Nobody questioned the Pavlocks’ ownership of the beach for all those years. But on Feb. 14, 2018, the Indiana Supreme Court declared in a sweeping decision that the Pavlocks and other lakefront owners — lakefront owners like the Pavlocks, who were not even parties to that decision — had never actually owned the beach. The court in Gunderson v. State of Indiana held that the state retained exclusive title to the shoreline of Lake Michigan up to a nebulous point known as the “ordinary high-water mark,” instead of to the water’s edge, as the local, state and federal governments had previously recognized. With the stroke of a pen, the court re-wrote the history of Indiana’s Lake Michigan shoreline and extinguished all private property rights to the beach, even the rights of the Pavlocks, who had not even participated in that case. Nevertheless, the court took their property for the state without paying any compensation to them for it.

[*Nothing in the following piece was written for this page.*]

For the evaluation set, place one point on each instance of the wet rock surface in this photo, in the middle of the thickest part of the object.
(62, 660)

The Pavlocks were greatly troubled by the decision. Like many beachfront owners, they consider themselves to be stewards of the beach, frequently picking up trash and debris in order to keep their beachfront tidy. What is more, they agreed with the federal government nearly 40 years ago, when the government created what is now called the Indiana Dunes National Park, to grant the public an easement to walk across their private beach. They have never interfered with these walking rights, but instead object to beachgoers camping on their private property for picnics, bonfires, and games. Since it is not their beach, these people have no incentive to take care of it — unlike the Pavlocks.

The Gunderson decision was not just wrong — it was unconstitutional. The Fifth Amendment to the U.S. Constitution forbids the taking of private property without just compensation. Court decisions take private property when they simply declare that private property is now public. In this case, Gunderson ignored established Indiana law recognizing that private owners can own to the “low water mark” on navigable non-tidal waters, subject to the public’s right to use the water for commerce, fishing and navigation. It also ignored that before 2018, the state, the federal government, local governments and property owners along the shoreline all understood that the beach could be privately held.

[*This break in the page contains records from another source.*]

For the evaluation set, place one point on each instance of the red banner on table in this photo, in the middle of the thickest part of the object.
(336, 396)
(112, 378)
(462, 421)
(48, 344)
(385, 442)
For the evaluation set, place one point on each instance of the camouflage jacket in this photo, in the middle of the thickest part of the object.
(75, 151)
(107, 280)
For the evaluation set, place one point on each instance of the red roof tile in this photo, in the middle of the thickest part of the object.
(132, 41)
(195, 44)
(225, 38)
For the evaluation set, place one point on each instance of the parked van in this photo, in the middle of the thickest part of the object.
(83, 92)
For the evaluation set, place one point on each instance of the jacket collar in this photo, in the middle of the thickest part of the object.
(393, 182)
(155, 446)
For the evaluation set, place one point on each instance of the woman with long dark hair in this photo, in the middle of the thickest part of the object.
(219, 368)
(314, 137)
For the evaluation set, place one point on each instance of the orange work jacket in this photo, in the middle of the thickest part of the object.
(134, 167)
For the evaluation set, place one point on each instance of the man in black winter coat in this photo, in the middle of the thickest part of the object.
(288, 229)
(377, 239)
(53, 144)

Indeed, the Pavlocks and other property owners hold deeds indicating that they own beach below the ordinary high-water mark. They have been paying taxes on it for decades. And the history of land acquisition that created the Indiana Dunes National Park — the park that basically surrounds the Pavlocks’ lakefront home — belies any contention that Indiana has always held exclusive control of the Lake Michigan shoreline. Much of the significant effort to purchase beaches and easements for this national park would have been unnecessary had the state already owned the dry sand below the high water mark.

What happened was simple: the Gunderson court transformed private beach into public beach. This result is both unconstitutional and nonsensical. The state, whether it be the legislature, an administrative agency, or a court, cannot take private property without just compensation. If Indiana wants to make the entire Lake Michigan beachfront public, it can pay private property owners just compensation for the beach. But the state cannot accomplish this by judicial fiat. Property rights for all Hoosiers rest on feeble ground if the Indiana Supreme Court can declare what was private property one day public the next.

Chris Kieser is an attorney and Paige Gilliard is a Constitutional Law Fellow with the Pacific Legal Foundation, which defends the right to use one’s private property free from burdensome regulation.